Incominciando un gruppo di dialogo e di preghiera insieme, cristiani e musulmani, col nome di Ribat (legame), qui in Algeria, i sufi alawi hanno voluto precisare: “Non vogliamo impegnarci con voi in una discussione dogmatica. Nel dogma e nella teologia ci sono molte barriere, prodotti dell’uomo. Noi desideriamo lasciare che Dio crei tra noi qualcosa di nuovo. Ciò avviene solo nella preghiera. E’ per questo che abbiamo voluto questo incontro di preghiera con voi”.

Il dialogo non è solo attività intellettuale, è esperienza di vita.

In preghiera, insieme, avviene un legame che fa sentire, pensare… e poi vivere un cammino insieme perché c’è sempre qualcosa da imparare e approfondire da qualsiasi persona e avvenimento.

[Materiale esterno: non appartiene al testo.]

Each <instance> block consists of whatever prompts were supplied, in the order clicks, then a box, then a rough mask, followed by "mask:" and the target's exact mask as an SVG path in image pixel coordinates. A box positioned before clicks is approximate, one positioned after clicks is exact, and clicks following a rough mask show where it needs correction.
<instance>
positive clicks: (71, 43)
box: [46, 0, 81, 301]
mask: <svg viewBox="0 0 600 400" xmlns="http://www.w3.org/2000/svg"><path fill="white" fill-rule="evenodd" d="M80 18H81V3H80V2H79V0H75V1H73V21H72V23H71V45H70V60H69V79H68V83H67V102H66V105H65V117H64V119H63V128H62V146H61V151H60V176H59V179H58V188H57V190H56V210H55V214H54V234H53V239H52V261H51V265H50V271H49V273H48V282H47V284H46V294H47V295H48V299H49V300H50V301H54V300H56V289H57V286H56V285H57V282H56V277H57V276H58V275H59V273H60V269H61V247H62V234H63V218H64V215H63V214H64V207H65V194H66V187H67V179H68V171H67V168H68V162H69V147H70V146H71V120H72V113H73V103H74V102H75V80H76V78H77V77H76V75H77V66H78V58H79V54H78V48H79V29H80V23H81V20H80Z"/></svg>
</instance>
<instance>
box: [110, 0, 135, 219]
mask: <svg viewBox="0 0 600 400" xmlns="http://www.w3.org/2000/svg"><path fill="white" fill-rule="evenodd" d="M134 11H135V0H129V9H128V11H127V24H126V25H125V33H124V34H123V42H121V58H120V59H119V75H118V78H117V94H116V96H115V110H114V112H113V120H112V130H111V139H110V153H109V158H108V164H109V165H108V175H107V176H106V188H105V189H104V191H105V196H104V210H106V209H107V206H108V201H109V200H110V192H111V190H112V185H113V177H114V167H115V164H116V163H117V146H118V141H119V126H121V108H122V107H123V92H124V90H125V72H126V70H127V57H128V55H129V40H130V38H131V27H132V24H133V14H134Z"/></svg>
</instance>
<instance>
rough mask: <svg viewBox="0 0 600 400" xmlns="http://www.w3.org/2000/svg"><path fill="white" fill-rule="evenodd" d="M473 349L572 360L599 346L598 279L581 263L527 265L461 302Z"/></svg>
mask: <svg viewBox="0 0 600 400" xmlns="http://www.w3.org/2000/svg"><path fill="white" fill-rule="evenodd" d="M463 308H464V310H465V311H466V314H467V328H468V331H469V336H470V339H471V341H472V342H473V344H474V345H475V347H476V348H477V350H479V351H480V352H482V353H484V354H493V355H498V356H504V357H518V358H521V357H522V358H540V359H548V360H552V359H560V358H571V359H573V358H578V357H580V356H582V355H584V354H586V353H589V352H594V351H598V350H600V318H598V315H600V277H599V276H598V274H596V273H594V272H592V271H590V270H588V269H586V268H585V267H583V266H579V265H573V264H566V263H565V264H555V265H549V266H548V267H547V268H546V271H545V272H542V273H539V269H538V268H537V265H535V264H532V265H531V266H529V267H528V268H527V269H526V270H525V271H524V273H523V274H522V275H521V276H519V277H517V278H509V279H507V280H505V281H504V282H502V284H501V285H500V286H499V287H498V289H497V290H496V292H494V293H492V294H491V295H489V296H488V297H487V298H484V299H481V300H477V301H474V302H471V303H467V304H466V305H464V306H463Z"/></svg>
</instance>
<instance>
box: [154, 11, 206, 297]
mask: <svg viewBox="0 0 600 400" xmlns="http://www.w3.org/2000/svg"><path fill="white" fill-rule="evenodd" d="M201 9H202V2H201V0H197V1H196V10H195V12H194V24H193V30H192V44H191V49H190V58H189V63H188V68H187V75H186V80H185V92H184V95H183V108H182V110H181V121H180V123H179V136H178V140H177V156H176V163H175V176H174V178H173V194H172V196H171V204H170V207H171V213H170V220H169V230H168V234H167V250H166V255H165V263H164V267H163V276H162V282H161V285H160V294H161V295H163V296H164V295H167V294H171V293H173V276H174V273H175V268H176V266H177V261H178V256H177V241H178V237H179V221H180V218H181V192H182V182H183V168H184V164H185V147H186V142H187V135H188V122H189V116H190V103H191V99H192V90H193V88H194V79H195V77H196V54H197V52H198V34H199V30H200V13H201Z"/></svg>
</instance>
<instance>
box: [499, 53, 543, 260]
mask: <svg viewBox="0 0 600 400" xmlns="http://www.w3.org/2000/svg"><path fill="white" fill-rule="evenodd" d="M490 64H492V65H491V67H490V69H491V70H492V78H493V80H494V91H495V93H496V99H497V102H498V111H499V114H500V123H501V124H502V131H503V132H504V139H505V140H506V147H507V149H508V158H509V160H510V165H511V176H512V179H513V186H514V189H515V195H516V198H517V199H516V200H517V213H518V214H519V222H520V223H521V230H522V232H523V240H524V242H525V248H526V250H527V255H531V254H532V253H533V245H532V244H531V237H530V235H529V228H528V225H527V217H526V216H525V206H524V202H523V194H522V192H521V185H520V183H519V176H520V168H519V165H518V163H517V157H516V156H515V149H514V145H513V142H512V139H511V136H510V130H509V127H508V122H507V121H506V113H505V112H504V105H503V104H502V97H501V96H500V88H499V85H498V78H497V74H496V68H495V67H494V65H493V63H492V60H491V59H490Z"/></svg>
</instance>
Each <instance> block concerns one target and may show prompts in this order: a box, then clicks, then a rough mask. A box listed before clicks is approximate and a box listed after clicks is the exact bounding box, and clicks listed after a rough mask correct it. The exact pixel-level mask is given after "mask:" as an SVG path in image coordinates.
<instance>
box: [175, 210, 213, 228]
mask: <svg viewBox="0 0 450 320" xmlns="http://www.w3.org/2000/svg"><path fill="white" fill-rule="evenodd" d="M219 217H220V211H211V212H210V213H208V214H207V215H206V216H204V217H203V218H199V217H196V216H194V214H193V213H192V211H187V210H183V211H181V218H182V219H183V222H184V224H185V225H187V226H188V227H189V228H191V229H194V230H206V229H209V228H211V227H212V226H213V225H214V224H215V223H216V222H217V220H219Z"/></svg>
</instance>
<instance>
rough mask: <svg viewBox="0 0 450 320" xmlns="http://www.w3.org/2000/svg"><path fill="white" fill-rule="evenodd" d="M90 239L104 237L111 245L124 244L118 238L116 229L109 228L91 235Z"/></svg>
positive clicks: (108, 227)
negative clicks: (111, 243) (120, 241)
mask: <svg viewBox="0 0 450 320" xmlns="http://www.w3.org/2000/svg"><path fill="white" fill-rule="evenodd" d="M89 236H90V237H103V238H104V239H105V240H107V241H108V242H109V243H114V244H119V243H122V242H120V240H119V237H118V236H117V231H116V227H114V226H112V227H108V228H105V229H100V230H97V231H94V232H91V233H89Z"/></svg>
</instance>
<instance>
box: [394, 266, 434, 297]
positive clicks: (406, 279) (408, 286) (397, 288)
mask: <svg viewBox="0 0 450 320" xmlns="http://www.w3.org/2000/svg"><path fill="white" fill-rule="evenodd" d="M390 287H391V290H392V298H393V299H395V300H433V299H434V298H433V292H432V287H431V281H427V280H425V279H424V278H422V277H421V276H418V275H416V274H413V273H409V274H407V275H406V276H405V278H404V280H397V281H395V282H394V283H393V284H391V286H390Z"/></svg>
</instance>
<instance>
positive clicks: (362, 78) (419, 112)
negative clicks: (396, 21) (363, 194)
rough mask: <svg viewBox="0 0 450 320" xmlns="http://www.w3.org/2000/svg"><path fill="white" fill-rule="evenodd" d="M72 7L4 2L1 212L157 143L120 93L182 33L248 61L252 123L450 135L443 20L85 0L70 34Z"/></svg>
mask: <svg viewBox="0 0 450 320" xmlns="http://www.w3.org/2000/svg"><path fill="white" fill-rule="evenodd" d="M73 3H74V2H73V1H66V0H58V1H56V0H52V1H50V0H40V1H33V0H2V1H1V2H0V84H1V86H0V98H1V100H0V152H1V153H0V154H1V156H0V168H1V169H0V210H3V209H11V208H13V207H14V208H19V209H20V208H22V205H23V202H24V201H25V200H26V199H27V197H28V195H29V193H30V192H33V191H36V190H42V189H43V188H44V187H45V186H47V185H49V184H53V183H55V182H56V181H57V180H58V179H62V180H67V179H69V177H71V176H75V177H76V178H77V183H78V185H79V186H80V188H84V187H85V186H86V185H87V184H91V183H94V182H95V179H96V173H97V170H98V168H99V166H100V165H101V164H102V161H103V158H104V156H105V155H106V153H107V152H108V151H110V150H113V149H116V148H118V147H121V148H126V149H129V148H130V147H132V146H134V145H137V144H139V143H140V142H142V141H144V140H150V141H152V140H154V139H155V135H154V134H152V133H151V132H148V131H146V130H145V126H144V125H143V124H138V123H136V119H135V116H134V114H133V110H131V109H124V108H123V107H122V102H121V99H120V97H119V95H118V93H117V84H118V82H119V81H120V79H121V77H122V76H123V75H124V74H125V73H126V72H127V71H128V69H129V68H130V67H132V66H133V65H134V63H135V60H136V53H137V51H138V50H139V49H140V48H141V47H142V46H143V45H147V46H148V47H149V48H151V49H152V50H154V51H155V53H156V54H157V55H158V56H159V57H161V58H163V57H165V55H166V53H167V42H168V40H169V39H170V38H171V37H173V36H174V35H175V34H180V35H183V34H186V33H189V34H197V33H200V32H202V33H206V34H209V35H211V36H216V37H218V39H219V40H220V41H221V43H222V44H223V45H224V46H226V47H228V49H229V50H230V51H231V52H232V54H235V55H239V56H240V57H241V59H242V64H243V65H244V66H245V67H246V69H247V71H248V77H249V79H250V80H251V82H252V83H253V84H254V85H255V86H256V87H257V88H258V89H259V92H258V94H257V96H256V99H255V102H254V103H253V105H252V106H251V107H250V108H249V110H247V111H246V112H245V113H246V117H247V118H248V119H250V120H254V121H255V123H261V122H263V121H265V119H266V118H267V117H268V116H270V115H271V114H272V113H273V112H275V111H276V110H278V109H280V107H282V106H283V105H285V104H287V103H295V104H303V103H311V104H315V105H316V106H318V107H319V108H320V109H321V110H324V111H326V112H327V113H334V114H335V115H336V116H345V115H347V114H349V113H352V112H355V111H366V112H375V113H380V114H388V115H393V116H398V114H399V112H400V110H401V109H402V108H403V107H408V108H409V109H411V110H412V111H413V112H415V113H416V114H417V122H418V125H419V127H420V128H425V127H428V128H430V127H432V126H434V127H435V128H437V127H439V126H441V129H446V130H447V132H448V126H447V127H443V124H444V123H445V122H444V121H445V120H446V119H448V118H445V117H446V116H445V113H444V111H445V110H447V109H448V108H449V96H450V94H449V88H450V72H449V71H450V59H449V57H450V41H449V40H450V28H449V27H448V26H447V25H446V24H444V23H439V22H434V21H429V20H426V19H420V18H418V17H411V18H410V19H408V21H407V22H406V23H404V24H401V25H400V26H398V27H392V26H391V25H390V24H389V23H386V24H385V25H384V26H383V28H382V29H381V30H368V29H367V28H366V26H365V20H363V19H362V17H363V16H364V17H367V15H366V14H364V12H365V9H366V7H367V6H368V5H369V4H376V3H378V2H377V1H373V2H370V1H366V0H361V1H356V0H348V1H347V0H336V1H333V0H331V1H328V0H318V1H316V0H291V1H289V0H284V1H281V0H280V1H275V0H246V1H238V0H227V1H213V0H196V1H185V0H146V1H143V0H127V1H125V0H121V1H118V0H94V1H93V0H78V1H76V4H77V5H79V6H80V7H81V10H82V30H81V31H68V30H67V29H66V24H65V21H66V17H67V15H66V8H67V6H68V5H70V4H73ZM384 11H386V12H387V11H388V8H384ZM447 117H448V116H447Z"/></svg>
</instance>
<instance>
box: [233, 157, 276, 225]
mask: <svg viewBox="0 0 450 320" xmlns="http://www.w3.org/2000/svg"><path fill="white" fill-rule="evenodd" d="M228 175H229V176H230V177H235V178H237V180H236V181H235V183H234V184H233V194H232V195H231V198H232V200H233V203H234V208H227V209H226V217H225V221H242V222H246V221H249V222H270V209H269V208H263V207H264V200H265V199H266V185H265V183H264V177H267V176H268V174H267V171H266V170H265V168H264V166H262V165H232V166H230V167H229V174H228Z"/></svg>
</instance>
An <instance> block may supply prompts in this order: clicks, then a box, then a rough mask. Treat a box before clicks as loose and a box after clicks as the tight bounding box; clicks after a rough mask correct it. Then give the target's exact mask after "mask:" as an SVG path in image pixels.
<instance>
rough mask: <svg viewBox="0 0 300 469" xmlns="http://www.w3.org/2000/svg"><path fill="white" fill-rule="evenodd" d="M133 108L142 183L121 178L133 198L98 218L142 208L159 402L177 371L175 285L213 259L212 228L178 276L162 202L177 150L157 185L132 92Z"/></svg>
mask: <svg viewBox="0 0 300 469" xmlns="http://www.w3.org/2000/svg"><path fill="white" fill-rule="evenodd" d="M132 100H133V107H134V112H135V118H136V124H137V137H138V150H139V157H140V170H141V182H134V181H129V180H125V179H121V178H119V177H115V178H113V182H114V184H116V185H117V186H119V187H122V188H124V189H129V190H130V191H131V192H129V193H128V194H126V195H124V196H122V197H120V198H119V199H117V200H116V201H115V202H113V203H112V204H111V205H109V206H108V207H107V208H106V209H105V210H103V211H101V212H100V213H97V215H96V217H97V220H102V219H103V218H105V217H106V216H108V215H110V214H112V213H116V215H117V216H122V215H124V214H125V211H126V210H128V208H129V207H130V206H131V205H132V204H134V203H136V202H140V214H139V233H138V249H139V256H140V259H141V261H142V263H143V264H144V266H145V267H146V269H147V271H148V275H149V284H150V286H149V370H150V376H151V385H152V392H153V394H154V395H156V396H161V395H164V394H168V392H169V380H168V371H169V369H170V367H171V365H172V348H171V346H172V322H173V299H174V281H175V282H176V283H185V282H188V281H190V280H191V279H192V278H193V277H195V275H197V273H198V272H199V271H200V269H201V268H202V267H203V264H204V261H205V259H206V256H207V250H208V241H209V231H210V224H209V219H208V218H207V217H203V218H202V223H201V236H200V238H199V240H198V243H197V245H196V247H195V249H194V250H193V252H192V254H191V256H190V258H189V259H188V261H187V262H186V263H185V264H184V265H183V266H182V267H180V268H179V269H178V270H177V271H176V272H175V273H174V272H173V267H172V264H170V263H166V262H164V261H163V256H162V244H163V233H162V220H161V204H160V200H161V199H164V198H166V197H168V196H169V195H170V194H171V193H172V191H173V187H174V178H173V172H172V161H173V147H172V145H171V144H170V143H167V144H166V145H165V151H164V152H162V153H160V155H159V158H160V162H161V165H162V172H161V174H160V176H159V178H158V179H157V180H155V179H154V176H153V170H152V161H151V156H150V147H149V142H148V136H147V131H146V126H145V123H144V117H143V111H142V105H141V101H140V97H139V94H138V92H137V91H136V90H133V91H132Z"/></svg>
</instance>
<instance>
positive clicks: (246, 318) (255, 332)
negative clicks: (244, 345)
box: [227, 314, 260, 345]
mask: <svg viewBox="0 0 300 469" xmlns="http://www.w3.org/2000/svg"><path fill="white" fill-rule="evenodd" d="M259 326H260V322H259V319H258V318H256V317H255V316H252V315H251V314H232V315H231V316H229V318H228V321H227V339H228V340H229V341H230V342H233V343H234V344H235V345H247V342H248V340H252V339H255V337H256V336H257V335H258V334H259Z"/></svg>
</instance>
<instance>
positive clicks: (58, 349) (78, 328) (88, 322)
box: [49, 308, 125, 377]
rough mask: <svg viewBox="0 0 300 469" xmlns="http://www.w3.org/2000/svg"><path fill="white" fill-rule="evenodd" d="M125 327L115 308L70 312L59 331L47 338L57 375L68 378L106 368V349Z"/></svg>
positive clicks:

La conversione, il tendere verso il meglio, il più alto e il più vivo… è il cammino di tutta una vita. E… il più bello…, è lasciare che lo Spirito ci parli e crei il mondo nuovo.

La stola regalata

Ho saputo oggi che la stola regalatami per il mio 50° di Messa, le Piccole Sorelle l’avevano chiesta a un centro di artigianato che mantiene viva l’arte  tradizionale dei nomadi di queste regioni. Un tempo vi lavorava una Piccola Sorella e ora una donna di Touggourt continua a dare lavoro a tante donne della regione.  Al momento di pagare le donne hanno detto : “Non chiediamo niente. La stola è per la preghiera”.

Ora quando celebro porto su di me e dentro di me la fede la preghiera, il lavoro di tante povere donne che mantengono le loro famiglie con tanti sacrifici. Porto anche lo sforzo di una giovane, già notaio che vuole imparare il francese, della giovane che ormai parla italiano, dell’altra che … Donne meravigliose che mostrano un impegno migliore di alcuni maschietti che si scoraggiano in fretta.

Quando andate a messa portate anche voi all’altare tante donne Algerine che vogliono riuscire a formare un mondo aperto, onesto, fraterno.

Ma quello che mi commuove è il senso vivo di Dio, vissuto e rispettato. La stola è una cosa per Dio. La chiesa di Touggourt presso la quale abito è ora affidata a un’associazione, la “croce rossa” algerina. Durante i “tempi difficili” molte chiese sono state chiuse. Ma la gente non è contenta e quasi ci rimprovera di averla chiusa come luogo di preghiera. “No, quella è la casa di Dio e deve restare tale”. E quando la piccola croce era stata rimossa dalla cupola, la gente è stata contenta di rimetterla. Il saggio Abu Hayyan morto nel 1009 riporta questo detto su Gesù : “Gesù figlio di Maria ha detto – Sta nel mondo come un ospite e prenditi come casa il luogo della preghiera-“.

Non solo le cose ma anche le persone. Un amico, formato alla scuola dei Padri Bianchi, ha voluto che mantenessimo visibile una statua della Madonna che coprivamo per un certo rispetto a chi entrava da noi. “Quella è Lalla Myriam, la mamma di Isa (Gesù). Anche noi le vogliamo bene”. E poi un giorno parlando di noi, disse: “Voi siete preghiera, voi siete persone di Dio”.